00:04Bonsoir, la malbouffe progresse, elle touche particulièrement les jeunes générations
00:09et les plus précaires, c'est ce qui ressort d'un rapport de l'institut Montaigne, centre
00:14de réflexion libérale, un rapport publié aujourd'hui que vous co-présidez, Dominique
00:20Schelcher, bonsoir.
00:21Bonsoir Isabelle Raimond.
00:22Vous êtes l'invité ECHO de France Info, PDG de coopérative U, ancien système U,
00:28réseau de patrons indépendant de supermarchés, quatrième acteur de la grande distribution
00:33en France.
00:34Vous co-présidez donc ce rapport sur la fracture alimentaire avec les patronnes de Bell et
00:38de Sodexo et vous y plaidez pour la mise en place d'un chèque alimentaire spécial bien
00:44mangé, un chèque de 30 euros par mois à destination des 4 millions de Français les
00:49plus modestes qui permettrait d'acheter seulement des fruits et des légumes.
00:53Pourquoi cette solution précisément ? Est-ce qu'un chèque peut vraiment changer le comportement
00:57des clients ?
00:58Alors écoutez, ce qu'il faut d'abord dire, c'est que ce travail, c'est 18 mois de travail,
01:03c'est 100 personnes auditionnées, ce sont trois co-présidents et c'est un travail extrêmement
01:07collectif.
01:08On a essayé d'écouter tout le monde.

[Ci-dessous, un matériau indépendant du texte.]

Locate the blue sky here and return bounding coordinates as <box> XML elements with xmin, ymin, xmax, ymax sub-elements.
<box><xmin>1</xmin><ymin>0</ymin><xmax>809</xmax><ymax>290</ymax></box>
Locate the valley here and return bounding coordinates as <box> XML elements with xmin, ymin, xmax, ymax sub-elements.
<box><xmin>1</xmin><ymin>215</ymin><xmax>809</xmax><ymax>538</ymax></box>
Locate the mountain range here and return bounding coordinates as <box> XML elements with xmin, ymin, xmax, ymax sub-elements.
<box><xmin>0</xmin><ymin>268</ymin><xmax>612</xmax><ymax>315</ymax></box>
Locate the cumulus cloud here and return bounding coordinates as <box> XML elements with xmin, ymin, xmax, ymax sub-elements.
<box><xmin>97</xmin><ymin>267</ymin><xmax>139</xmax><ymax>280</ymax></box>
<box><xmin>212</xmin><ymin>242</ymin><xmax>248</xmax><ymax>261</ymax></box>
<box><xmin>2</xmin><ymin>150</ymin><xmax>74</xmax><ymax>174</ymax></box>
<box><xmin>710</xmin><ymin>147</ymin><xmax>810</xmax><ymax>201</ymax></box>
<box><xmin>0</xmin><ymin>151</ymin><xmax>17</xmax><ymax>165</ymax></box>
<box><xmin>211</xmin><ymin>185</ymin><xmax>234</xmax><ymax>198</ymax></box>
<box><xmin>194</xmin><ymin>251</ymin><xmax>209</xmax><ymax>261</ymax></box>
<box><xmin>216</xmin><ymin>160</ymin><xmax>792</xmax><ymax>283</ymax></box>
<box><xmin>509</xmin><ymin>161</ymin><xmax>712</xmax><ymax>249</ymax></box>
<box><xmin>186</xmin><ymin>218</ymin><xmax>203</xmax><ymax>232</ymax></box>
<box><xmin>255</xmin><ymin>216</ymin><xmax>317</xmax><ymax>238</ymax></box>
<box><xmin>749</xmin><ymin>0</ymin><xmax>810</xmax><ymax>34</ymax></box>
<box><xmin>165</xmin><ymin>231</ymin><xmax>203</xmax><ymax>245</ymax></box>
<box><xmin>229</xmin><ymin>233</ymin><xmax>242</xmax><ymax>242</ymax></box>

01:09Et dans ce travail, on s'est rendu compte pour répondre à votre question que oui, oui,
01:13des incitations fortes qu'on a observées dans d'autres pays peuvent changer les choses,
01:17y compris aux Etats-Unis.
01:18On pense parfois que les Etats-Unis, c'est le pays avant tout de l'obésité et que les
01:23choses ne changent pas.
01:24Il y a eu un chèque alimentaire aux Etats-Unis et il a changé le comportement des foyers
01:27qui en bénéficient.
01:28Donc l'idée, c'est véritablement ça.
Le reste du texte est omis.